Living fast

Il tempo passa. A quanto pare, più si diventa grandi, più questo passa velocemente. Lo sappiamo tutti, in fondo. Chiunque conosciamo ci avrà detto questa cosa almeno una volta. E, stando a sentire la scienza, la percezione del tempo cambia per un semplice rapporto matematico, una frazione, che definisce la percentuale di quanto abbiamo vissuto. Questa cosa ci indurrebbe a percepire il passare del tempo come più veloce, a mano a mano che accumuliamo anni di vita.

Non so se sia così. Certo é, che é vero. Verissimo. Sei mesi sono volati, e sostanzialmente non me ne sono accorto. Mezzo anno in una enorme metropoli Europea, con tutti i suoi pro e i suoi difetti. A tal proposito, devo dire che mi trovo ancora in linea con ciò che scrissi dopo appena un mese, anche se ci devo aggiungere giusto un paio di cose.

È bene ricordare che sei mesi continuano a non essere nulla, dal punto di vista temporale. Ormai ho memoria di molti luoghi, riesco ad orientarmi a vista in quasi tutto il centro, e le fermate di bus e metro le inizio a ragionare a mente senza Maps o Citymapper. Ma prima di poter dire di conoscere questa città, ne passa acqua sotto i ponti.

Dopo mezzo anno, sono ancora più certo di una cosa: questa città non fa per me. Lo sapevo dall’inizio. Lo sapevamo tutti, in realtà. Ma dopo sei mesi, semplicemente è palese. Inizio anche a risentire del fattore climatico.

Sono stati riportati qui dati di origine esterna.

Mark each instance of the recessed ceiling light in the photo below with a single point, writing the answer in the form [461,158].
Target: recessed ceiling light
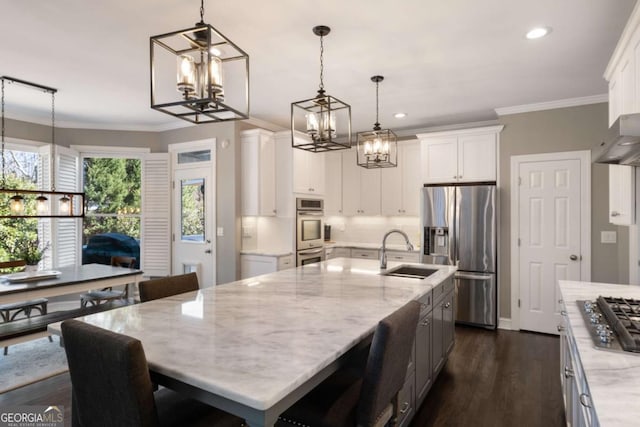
[538,32]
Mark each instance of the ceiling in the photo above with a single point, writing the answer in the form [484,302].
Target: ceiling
[444,62]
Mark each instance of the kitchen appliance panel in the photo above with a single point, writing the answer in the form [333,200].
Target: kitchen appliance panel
[475,228]
[437,221]
[476,299]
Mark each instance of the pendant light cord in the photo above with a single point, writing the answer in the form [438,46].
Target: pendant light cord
[321,64]
[53,141]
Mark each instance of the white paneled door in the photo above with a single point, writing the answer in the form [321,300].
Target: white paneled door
[549,204]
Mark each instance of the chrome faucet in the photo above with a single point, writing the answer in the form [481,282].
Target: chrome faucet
[383,252]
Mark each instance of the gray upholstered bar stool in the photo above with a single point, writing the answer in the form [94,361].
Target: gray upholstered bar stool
[371,400]
[111,385]
[168,286]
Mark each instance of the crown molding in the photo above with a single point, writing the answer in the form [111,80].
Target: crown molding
[551,105]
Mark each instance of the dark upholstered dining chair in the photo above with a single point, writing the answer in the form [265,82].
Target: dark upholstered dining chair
[168,286]
[96,297]
[370,400]
[111,385]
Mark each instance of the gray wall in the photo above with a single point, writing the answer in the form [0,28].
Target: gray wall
[227,170]
[566,129]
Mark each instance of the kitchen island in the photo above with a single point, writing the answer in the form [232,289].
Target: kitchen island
[255,346]
[600,386]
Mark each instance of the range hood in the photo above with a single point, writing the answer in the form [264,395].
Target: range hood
[621,146]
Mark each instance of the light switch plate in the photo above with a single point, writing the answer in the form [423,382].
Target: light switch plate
[608,237]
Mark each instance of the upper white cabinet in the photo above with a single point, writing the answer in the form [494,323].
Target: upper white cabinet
[400,186]
[466,155]
[258,172]
[308,172]
[360,187]
[621,195]
[623,71]
[333,197]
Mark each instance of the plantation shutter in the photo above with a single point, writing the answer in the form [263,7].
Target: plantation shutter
[67,231]
[155,230]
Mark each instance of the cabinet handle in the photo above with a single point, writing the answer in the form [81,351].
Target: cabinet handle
[568,372]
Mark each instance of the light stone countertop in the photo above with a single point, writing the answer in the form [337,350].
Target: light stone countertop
[378,246]
[613,377]
[266,252]
[257,340]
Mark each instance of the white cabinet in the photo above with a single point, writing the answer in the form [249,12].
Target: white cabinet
[400,186]
[258,172]
[337,252]
[255,265]
[621,195]
[360,187]
[308,172]
[467,155]
[333,180]
[623,71]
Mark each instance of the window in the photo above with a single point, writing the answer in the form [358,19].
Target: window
[112,224]
[20,171]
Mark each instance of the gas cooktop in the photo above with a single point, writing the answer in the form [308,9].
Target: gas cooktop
[614,323]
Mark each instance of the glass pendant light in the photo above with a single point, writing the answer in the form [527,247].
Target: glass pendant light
[377,148]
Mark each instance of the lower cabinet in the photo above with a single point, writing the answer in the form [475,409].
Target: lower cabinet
[434,340]
[577,399]
[255,265]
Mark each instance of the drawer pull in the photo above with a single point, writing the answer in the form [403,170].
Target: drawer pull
[568,372]
[405,407]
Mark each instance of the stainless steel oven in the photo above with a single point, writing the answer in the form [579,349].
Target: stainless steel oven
[310,256]
[309,224]
[309,231]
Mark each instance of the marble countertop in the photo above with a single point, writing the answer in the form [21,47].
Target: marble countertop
[257,340]
[613,377]
[266,252]
[378,246]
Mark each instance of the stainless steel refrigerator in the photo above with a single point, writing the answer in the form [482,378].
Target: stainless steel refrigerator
[459,228]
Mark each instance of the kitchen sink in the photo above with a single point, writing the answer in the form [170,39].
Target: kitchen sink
[410,271]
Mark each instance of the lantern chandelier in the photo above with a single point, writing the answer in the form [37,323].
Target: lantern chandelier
[199,75]
[322,123]
[377,148]
[27,203]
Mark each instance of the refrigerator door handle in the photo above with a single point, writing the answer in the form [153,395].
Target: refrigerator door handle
[472,276]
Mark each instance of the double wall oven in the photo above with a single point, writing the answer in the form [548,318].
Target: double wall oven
[309,231]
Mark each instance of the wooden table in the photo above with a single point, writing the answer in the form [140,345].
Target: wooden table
[74,279]
[71,280]
[255,346]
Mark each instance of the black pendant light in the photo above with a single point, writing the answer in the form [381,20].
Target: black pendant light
[377,148]
[199,75]
[322,123]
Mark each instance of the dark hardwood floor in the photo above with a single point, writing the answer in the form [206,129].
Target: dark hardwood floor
[497,378]
[492,378]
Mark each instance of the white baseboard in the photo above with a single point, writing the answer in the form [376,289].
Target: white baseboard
[504,323]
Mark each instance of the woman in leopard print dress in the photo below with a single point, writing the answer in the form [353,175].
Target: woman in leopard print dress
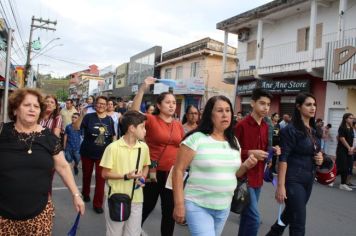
[28,153]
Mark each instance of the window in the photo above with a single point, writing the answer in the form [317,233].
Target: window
[302,39]
[303,35]
[251,50]
[179,72]
[319,35]
[194,69]
[168,73]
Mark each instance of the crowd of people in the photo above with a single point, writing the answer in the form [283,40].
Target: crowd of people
[143,145]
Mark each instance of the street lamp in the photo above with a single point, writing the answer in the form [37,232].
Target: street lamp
[38,82]
[43,52]
[40,52]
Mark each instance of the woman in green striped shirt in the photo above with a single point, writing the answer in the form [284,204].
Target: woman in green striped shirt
[213,154]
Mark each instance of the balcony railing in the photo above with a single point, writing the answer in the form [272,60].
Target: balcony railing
[286,53]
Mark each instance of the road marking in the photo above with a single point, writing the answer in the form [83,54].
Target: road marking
[64,188]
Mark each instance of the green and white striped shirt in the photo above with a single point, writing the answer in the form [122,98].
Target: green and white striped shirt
[212,178]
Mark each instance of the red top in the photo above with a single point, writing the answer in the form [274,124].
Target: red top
[161,134]
[252,137]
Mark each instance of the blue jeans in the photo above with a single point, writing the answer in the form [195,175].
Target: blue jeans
[204,221]
[299,186]
[72,155]
[250,217]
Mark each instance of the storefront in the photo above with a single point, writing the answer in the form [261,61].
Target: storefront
[340,75]
[284,91]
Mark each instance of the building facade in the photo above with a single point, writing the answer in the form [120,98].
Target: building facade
[108,74]
[286,47]
[197,69]
[121,88]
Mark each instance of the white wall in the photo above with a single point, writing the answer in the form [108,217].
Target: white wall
[336,98]
[280,37]
[93,84]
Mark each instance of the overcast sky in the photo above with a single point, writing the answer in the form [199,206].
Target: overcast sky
[109,32]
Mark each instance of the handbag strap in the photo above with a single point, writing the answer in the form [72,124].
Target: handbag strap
[165,147]
[1,126]
[134,180]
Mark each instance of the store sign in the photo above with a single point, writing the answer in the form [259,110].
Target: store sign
[160,88]
[190,86]
[340,61]
[276,86]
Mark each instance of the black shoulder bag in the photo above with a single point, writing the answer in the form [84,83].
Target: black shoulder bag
[120,203]
[241,197]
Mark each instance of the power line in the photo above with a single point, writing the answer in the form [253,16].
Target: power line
[4,14]
[17,25]
[63,60]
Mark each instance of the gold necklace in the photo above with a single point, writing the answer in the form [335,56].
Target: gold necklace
[22,138]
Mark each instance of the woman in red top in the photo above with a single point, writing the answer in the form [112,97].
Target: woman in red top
[51,118]
[163,136]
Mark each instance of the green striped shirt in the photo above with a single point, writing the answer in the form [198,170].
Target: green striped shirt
[212,179]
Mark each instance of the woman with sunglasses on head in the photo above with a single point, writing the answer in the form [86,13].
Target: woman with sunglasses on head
[163,136]
[214,156]
[72,141]
[110,110]
[296,168]
[344,151]
[190,119]
[28,154]
[99,132]
[52,118]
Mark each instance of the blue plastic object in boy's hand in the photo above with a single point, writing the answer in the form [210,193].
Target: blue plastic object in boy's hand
[270,154]
[169,82]
[142,181]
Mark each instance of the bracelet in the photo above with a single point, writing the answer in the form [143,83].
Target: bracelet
[77,195]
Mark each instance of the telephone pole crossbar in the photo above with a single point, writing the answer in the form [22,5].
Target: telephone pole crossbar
[43,24]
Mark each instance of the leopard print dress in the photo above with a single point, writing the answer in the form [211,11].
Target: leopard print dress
[41,225]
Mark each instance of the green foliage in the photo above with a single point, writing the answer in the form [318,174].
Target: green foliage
[62,95]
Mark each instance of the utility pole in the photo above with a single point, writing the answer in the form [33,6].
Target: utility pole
[7,72]
[41,24]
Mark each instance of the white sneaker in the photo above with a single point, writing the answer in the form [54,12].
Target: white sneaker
[345,187]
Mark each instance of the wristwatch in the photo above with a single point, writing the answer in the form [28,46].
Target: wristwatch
[77,195]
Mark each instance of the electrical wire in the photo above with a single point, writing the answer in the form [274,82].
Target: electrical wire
[63,60]
[16,23]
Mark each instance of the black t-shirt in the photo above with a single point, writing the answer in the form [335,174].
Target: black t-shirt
[275,136]
[25,179]
[98,134]
[348,134]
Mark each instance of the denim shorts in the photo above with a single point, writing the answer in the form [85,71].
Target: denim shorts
[204,221]
[72,155]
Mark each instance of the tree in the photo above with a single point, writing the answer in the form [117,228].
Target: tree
[62,95]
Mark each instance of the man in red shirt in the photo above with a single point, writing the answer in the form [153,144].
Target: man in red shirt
[252,133]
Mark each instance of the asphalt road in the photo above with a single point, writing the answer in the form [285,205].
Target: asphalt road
[330,212]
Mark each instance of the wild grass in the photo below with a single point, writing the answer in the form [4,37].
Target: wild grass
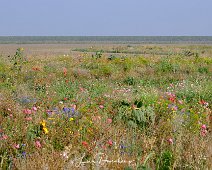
[107,111]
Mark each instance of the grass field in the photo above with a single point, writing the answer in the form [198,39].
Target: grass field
[105,106]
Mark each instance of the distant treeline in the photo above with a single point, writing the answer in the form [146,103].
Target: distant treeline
[105,39]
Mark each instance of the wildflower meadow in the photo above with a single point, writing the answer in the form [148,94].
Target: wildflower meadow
[125,107]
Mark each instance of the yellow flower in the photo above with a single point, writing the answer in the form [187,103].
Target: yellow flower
[45,130]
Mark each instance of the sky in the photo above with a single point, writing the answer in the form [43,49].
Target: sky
[105,18]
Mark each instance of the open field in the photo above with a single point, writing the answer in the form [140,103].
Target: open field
[105,106]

Non tanto del fatto che se esce una bella giornata al mese è tanto (il cielo nuvoloso e scuro mi piace in fondo), ma principalmente degli sbalzi di temperatura, delle piogge improvvise e fitte, e del fatto che quello che mi metto non va mai bene. È uno scazzo, insomma.

Lo stile di vita, è quello ad essere diverso. È quello di una grande metropoli caotica, abitata da milioni di persone caotiche. Probabilmente, è giusto così, in fondo. E la città si è adattata a questo modo di essere. Vivere qui è tutto fuorché difficile. Potrebbe riuscirci chiunque, anche un bambino, per quanto sia grande. Vivere qui è facilissimo, dato che tutto ti viene spiegato e ripetuto come se fossi un cerebroleso. É tutto pensato e preparato per poter essere alla portata di chiunque. Dalle informazioni del Governo a quelle del Council, da quelle dei trasporti a quelle dei singoli locali/eventi. Non ti puoi sbagliare.

 La condizione delle persone non cambia, è solo più facile sopportare il tutto. In fondo, dove altro puoi cambiare tutto restando sempre nella stessa città?